Cuando George Bush se prepara para visitar cinco países de América latina desde el jueves a la noche, su gobierno sufre nuevas complicaciones. Pese a los esfuerzos militares para estabilizar Irak, la violencia allí no cede. Terroristas sunnitas atacaron ayer a fieles chiitas, agudizando la guerra civil confesional. Además, un alto funcionario de la Casa Blanca fue encontrado culpable de haber obstruido a la Justicia en un caso por la filtración a la prensa del nombre de una espía de la CIA. Este juicio recordó a los estadounidenses las polémicas que rodearon la invasión a Irak, con las nunca probadas acusaciones de que Saddam Hussein tenía armas de destrucción masiva.
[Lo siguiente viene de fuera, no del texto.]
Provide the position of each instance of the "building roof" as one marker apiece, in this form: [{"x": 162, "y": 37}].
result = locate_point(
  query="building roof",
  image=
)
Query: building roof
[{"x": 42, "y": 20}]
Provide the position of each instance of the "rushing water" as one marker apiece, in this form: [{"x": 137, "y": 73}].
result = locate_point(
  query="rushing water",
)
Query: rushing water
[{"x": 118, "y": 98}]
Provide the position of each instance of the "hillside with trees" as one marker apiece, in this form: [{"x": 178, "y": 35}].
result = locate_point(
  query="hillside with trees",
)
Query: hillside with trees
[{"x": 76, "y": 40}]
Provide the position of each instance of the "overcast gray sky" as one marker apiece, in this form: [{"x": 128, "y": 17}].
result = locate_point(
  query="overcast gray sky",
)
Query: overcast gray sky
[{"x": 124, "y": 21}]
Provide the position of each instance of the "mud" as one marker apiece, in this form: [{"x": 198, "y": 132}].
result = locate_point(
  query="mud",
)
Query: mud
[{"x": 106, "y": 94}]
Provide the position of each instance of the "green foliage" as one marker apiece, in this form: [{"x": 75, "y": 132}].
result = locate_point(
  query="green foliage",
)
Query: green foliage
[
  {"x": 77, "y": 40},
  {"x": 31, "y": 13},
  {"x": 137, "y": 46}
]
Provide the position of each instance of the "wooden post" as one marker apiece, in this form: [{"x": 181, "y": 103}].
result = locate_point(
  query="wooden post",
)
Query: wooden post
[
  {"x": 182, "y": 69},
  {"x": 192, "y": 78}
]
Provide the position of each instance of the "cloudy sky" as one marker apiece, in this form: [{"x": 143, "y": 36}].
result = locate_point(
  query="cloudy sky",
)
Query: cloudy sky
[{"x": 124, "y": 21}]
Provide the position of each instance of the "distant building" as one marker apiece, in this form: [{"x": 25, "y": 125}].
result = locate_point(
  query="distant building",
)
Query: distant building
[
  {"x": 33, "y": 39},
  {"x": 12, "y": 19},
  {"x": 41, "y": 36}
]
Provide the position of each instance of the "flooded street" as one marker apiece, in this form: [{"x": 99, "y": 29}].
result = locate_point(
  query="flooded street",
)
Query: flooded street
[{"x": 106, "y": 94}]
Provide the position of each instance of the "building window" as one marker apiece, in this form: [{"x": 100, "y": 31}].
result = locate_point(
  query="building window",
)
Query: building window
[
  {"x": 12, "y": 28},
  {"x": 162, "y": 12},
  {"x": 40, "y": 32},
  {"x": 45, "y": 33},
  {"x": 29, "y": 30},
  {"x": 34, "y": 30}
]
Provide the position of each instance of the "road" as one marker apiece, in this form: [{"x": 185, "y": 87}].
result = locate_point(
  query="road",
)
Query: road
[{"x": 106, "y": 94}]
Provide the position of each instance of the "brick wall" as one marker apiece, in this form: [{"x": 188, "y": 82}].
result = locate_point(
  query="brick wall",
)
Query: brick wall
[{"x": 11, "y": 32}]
Soldados iraquíes inspeccionan el cadáver de uno de los terroristas suicidas que se inmolaron ayer en medio de una peregrinación de fieles chiitas.
Bagdad (EFE, AFP, Reuters, ANSA) - Más de 130 personas perecieron ayer en Irak, la mayoría en atentados terroristas contra peregrinos chiitas que viajaban a la ciudad santa de Kerbala para participar el sábado de una celebración religiosa, en una de las jornadas más cruentas desde marzo de 2003, cuando EE.UU. invadió el país.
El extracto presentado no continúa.